「経済的理性の狂気」ハーヴェイ

ハーヴェイはマルクスが「資本論」で示唆した方法、系統的論述によって資本の内的運動法則を分析する手法に批判的検証を加えている。ハーヴェイによればマルクスは価値生産を重視しすぎており、価値実現(流通)や分配(利子生み資本の優位性)への言及が不足している。

剰余価値の再分配は資本集約・労働節約型産業の方が、労働集約型産業よりも有利であり、投資家としての個別資本家は価値生産よりも利潤最大化を追求する(p56)
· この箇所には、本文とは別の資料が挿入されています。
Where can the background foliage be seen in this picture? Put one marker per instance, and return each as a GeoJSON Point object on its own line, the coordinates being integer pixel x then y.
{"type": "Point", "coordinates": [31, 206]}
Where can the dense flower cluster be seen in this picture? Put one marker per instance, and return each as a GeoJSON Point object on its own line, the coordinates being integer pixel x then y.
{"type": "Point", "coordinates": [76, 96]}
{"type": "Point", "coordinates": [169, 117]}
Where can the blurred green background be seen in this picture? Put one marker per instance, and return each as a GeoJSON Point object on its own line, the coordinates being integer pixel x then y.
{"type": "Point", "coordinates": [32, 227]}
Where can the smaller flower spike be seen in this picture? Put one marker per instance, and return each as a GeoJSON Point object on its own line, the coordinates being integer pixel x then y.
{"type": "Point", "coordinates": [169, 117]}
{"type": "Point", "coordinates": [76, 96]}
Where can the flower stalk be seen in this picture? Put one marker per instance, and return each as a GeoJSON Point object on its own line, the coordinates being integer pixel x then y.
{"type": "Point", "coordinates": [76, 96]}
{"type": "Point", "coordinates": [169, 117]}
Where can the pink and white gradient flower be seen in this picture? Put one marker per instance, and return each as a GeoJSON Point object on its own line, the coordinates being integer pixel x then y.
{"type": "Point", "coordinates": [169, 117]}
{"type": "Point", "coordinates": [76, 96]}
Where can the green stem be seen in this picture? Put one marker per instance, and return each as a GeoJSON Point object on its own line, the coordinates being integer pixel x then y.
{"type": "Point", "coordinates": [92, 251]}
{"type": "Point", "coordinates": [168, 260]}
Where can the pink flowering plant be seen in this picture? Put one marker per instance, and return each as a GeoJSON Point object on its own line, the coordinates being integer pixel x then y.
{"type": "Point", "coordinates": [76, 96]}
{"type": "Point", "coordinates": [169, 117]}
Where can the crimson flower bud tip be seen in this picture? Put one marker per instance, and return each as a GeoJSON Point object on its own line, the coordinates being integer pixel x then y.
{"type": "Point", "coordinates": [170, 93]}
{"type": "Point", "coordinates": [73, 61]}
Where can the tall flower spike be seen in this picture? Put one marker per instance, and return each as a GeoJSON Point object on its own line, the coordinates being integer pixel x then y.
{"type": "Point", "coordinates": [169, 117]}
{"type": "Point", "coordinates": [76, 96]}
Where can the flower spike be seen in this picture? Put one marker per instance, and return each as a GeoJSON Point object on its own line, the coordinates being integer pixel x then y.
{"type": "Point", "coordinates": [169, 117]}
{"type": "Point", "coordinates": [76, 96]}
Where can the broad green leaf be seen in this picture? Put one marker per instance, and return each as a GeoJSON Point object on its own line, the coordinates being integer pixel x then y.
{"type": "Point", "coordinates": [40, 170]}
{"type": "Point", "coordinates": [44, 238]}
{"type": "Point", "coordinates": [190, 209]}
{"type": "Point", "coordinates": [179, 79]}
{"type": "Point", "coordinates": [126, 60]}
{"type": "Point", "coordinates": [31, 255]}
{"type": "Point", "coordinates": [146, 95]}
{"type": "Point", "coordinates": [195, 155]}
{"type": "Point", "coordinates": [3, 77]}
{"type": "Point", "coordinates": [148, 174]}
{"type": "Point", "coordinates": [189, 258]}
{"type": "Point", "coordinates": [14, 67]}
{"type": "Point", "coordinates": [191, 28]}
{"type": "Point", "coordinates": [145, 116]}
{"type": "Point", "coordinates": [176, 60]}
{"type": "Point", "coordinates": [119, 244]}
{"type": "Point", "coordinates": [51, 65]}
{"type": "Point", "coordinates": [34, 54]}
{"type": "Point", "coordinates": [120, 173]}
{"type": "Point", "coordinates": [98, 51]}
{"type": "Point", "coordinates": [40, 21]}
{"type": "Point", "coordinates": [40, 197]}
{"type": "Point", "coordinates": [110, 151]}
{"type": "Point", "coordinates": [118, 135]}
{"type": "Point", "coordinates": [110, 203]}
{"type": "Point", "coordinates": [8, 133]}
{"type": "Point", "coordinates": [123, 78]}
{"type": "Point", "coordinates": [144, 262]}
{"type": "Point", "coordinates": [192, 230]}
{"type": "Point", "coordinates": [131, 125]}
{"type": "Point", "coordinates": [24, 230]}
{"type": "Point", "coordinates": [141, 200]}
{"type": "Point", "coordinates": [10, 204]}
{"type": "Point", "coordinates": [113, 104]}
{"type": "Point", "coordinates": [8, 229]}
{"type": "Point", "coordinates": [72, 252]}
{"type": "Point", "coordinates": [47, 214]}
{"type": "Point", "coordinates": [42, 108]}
産業資本家も「回転期間のあいだで折り合いをつける」ために銀行という信用制度から融資を受ける必要がある(生産者は交換に依存するが交換は生産に依存しない)ため、マルクス擬制資本の流通と名付けた世界では信用創造によって未来の価値生産を債務懲役化する。利潤の追求は債務の返済を必要とする(p68)

年金基金の利子生み資本としての投機行為は労働者の年金基金が投資されている株価を押し下げる懸念を生み出しストライキや賃上げを困難にする(「ローンの重荷を背負った自宅所有者はストライキをしようとしない」p100)

ハーヴェイは資本の流通を資本主義の「総体性のエンジン」として重視しており、7つの契機(技術・自然との関係・社会的諸関係・物質的生産様式・日常生活・精神的諸観念・制度的枠組み)は「関係的に結びつきあっており」総体性を動かすとしてマルクスに関する固定観念である技術決定論を否定している(p163)

またハーヴェイはマルクスが「時間的発展力学」を世界市場から分離し、資本が一つの閉鎖空間に密封されたと仮定し、商品が価値通りに交換されるとした前提に植民地化のような資本主義の内的な矛盾の外的解決をほとんど考慮しなかった点を批判する(p190)

おそらく精神的諸観念や社会的諸関係を流通の基盤に据えているハーヴェイと物質的生産様式や技術を中心に議論を展開したマルクスの相違なのだろう。

ハーヴェイが言うところの非物質的ではあるが客観的に存在する資本の総体性は現在利子生み資本によって動かされているように思える。

貨幣の終わりなき過程である悪無限である利子生み資本は有効需要のほとんどを信用制度の中で生み出された国家に貸し出される擬制資本である(p245)

交換価値の膨張は使用価値の加速度的膨張を伴う。サブプライム問題の後世界の需要を吸収したのが中国の過剰資本であった事例が示唆している(p259)

交換価値の側面からの運動で称揚される代償的消費も自然や労働者に意味を与える資本の運動の中で顕示的消費となる(p271)。

ハーヴェイがいうところの普遍的疎外は価値形成・価値実現・分配の各契機で起きている「完全な空疎化」であるが、マルクスはそれを「普遍的総体化」「自分の総体性の生産」として可能性を見出している。

ハーヴェイが批判しているマルクス金本位制認識は現在も有効であると思われる。金本位制を放棄し変動相場制に移行する以前から金1オンス=35ドルという交換比率は仮構であった。現在も金が安定資産として取引され政府や中央銀行が所持している限り、実体経済と金融経済の関係はその比率が変わった(より仮構化が進んだ)と考えることが出来るだけである。使用価値の加速度的膨張は金融経済の拡大・高度化に対する実体経済の連動した働きと考えられる。